Streaker
still cuts
a dash
THE world's most prolific streaker has dropped his pants and run onfield 568 times in 24 different countries, and has no plans to retire.
Mark Roberts, 53, of Liverpool, England, has been what he calls a "performance artist" for more than 25 years at major sports events including the Super Bowl, showjumping at the Olympics, a UEFA Champions League final and Usain Bolt's last 100m race, according to Sky News.
The trouser-dropper has also stripped off at the Crufts dog show, the 2011 Turner Prize, and the Cannes Film Festival.
Roberts says he has been arrested only 25 times, though when he bared it all on ice during the curling event at Torino in 2006, the Italian police held back only if he agreed to leave the country immediately.
We presume they gave him time to get his trousers on again before he headed for the airport.
Roberts says he waits for a break in the action before he runs on. He wouldn't dream of actually interrupting a sports event.
"I like to make a performance out of it - I don't just run on naked and wave."
He first performed a streak at the Hong Kong Sevens rugby tournament in 1993.
"It was the most liberating experience of my life. "I felt euphoria from running naked in front of 65 000 people. The reaction from the crowd will live me forever. That's why I'm still doing it after 25 years."
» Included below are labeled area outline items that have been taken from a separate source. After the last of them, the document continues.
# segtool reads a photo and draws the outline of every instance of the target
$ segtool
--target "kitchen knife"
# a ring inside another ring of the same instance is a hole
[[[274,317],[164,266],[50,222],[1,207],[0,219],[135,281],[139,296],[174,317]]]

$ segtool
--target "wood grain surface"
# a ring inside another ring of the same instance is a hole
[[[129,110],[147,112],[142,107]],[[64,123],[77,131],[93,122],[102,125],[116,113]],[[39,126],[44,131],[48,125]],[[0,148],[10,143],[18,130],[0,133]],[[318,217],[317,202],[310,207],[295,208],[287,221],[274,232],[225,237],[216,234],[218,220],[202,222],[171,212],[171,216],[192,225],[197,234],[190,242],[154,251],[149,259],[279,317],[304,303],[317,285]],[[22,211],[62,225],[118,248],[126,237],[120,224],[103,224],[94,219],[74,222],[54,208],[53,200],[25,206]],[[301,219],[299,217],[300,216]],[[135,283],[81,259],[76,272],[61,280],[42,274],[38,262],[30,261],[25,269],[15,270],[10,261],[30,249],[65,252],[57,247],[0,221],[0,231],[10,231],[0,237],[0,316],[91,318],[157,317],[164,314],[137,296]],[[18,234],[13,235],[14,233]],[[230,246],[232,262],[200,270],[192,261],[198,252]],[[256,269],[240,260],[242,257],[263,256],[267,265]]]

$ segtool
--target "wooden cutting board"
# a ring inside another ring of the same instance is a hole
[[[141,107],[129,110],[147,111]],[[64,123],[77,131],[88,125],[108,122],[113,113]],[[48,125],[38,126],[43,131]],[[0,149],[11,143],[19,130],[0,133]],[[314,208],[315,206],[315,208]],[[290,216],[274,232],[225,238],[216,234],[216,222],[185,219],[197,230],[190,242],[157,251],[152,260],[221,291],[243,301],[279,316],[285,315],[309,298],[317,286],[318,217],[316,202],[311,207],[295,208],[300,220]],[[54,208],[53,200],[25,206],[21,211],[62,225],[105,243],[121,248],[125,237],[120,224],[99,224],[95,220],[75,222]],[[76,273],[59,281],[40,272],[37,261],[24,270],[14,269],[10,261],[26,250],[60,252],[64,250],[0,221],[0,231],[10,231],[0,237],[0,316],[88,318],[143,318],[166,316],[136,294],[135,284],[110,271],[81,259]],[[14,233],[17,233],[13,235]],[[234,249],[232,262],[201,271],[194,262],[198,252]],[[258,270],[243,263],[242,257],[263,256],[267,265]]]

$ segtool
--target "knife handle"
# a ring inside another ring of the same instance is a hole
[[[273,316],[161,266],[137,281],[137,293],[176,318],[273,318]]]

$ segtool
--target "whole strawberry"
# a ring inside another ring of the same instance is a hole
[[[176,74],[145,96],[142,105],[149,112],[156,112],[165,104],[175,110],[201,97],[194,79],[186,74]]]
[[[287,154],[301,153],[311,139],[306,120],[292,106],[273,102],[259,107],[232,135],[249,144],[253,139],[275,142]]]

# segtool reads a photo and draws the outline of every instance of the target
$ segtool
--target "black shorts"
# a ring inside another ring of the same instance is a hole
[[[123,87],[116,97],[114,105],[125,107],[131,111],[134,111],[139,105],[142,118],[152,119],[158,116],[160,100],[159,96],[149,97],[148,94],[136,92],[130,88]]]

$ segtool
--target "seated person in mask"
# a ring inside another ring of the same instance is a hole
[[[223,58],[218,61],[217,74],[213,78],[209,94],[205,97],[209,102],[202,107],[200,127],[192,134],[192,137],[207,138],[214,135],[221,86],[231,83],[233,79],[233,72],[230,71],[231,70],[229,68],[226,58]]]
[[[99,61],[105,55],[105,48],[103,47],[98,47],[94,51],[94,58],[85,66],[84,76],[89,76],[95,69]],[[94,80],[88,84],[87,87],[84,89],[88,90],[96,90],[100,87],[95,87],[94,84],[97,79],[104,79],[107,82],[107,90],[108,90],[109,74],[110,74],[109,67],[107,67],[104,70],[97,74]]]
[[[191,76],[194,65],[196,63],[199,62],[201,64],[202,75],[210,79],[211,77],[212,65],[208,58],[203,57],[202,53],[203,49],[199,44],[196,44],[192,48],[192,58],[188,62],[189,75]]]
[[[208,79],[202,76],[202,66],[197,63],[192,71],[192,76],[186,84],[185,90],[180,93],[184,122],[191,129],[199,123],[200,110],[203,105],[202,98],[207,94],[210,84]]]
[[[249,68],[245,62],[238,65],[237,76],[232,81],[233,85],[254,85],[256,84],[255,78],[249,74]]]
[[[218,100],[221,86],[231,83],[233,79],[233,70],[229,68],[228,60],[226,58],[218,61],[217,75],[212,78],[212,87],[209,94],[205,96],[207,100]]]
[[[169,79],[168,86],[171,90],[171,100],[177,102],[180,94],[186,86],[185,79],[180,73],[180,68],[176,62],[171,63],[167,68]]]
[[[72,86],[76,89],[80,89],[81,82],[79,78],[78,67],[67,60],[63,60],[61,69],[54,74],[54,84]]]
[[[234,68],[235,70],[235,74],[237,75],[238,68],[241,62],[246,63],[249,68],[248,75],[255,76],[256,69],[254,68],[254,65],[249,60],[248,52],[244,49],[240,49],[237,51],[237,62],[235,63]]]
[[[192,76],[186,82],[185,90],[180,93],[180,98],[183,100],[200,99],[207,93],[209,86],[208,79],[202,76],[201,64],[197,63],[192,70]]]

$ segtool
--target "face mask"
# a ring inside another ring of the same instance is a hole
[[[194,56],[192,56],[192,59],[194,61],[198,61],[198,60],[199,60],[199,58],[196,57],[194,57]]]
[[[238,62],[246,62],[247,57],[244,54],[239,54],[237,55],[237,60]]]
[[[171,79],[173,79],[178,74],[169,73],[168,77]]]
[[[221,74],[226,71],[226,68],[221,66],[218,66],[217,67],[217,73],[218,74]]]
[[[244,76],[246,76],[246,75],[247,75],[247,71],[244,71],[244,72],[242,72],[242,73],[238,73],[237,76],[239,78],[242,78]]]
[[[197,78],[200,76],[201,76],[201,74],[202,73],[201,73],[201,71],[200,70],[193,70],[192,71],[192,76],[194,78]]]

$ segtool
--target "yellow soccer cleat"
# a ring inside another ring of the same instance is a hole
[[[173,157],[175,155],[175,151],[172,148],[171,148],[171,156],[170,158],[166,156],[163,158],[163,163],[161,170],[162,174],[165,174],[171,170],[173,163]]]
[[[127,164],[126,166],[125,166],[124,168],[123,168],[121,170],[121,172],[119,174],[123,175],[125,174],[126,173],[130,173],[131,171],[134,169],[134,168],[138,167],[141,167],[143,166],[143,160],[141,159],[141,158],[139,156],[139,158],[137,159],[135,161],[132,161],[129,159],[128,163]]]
Roberts has been engaged for four years He says his fiancee, Suzi, knew what she was in for before she agreed to marry him.
Yes, I suppose she did.
IT RECALLSs South Africa's famous streaking case in Bloemfontein.
The SABC had a policy of ignoring streakers. The TV cameras were turned away from them.
But on this occasion – it was Western Province versus Free State – listeners to the Afrikaans radio broadcast suddenly heard, to their astonishment: "En hy word deur die kaal man gevat!" ("And he's tackled by the naked man").
It was difficult to ignore. A streaker who had run on wearing only his socks had made a try-saving tackle on a Province player, a tackle that in the end kept Province out of the Currie Cup semi-finals.
This certainly ran counter to champion streaker Mark Roberts's code of not interfering with play. And the incident took on added zest when this streaker's wife told the media: "I recognised him from his socks."
OVER Christmas, President Donald Trump and wife Melania took calls in the White House from kids. It was a programme that has been tracking Santa's progress around the world for 63 years.
One of the callers was 7-year-old Collman Lloyd.
Trump asked if she still believed in Santa Claus. Collman replied that she did, at which Trump said something not quite in keeping with the indulgent spirit of Christmas: "At seven it's marginal, right?"
Criticism went viral on the internet.
Perhaps it's unfortunate that Collman is only seven. If she'd been a more savvy 8-year-old, she might have reposted something like: "Do you still believe in the Great Wall of Mexico?"
Tailpiece
HOW many jugglers does it take to change a lightbulb?
One – but it takes at least three lightbulbs.
Last word
A pessimist sees only the dark side of the clouds, and mopes; a philosopher sees both sides, and shrugs; an optimist doesn't see the clouds at all - he's walking on them.